Being that rebase is under "porcelain", would you agree the UI ought to be improved?

I'm not sure if I do, but that's the conclusion the man page + your comment would seem to support.

ajross · on May 10, 2019

It's not an interface problem at all. "git rebase", with no arguments, does almost exactly what a typical user wants almost all the time. Probably 80% of the remaining cases are handled by "git rebase $BRANCH".

But once outside that world, the user if faced with the problem that "rebase" is just a special case of "merge" and shared all the complexities and edge cases. And that's hard for fundamental reasons. Git has tools for this too, but their interface shares the complexity of the problem domain.

gpm · on May 10, 2019

"git rebase" does exactly what you want, except when it's totally unrelated to what you want because what you actually want is "git rebase -i HEAD~3" which does something basically completely different (from a users point of view).

ergothus · on May 10, 2019

This is probably where I foul up.

My last few workplaces were either not git, or relied on git pull w/o rebase. My current workplace has rebase as part of their flow, and I find that, like, 60% of my PRs require force push, which bothers me greatly. Everyone else just shrugs and considers it part of business, but I know what I WANT to do should be nicely aligned and not encounter that problem.

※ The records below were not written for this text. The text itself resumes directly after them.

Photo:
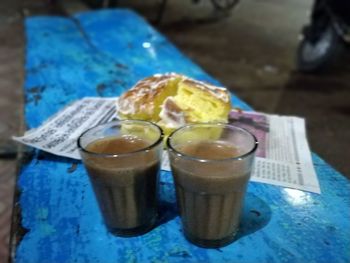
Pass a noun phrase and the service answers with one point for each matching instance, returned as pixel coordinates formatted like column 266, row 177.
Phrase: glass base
column 211, row 243
column 132, row 232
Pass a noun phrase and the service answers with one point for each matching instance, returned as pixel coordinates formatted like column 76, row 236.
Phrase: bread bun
column 172, row 100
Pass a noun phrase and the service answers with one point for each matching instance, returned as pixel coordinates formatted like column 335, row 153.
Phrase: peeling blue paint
column 102, row 54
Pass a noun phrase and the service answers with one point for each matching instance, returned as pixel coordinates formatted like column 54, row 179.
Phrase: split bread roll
column 173, row 100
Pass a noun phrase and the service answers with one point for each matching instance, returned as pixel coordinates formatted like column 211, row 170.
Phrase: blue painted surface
column 102, row 54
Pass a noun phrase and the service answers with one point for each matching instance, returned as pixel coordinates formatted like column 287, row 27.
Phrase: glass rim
column 154, row 144
column 203, row 160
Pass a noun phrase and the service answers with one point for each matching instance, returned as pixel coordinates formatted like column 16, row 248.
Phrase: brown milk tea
column 210, row 195
column 126, row 188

Unfortunately, every explanation I'm like "yes, yes, branching trees, I get it..." and then I'm suddenly in the "...and it says things are different and I don't know why". And because this always happens when I'm trying to get some fix in, I never have the time to study it to figure out what is really happening. It's just "--force and promise myself the next time will be different".

house9-2 · on May 10, 2019

> My current workplace has rebase as part of their flow

Not really sure what that means as rebase can be used in multiple ways, but you might want to try using:

`--force-with-lease` instead of `--force`

> This option allows one to force push without the risk of unintentionally overwriting someone else’s work

https://thoughtbot.com/blog/git-push-force-with-lease

pjc50 · on May 10, 2019

That does sound like they're doing it wrong. Could you give an example?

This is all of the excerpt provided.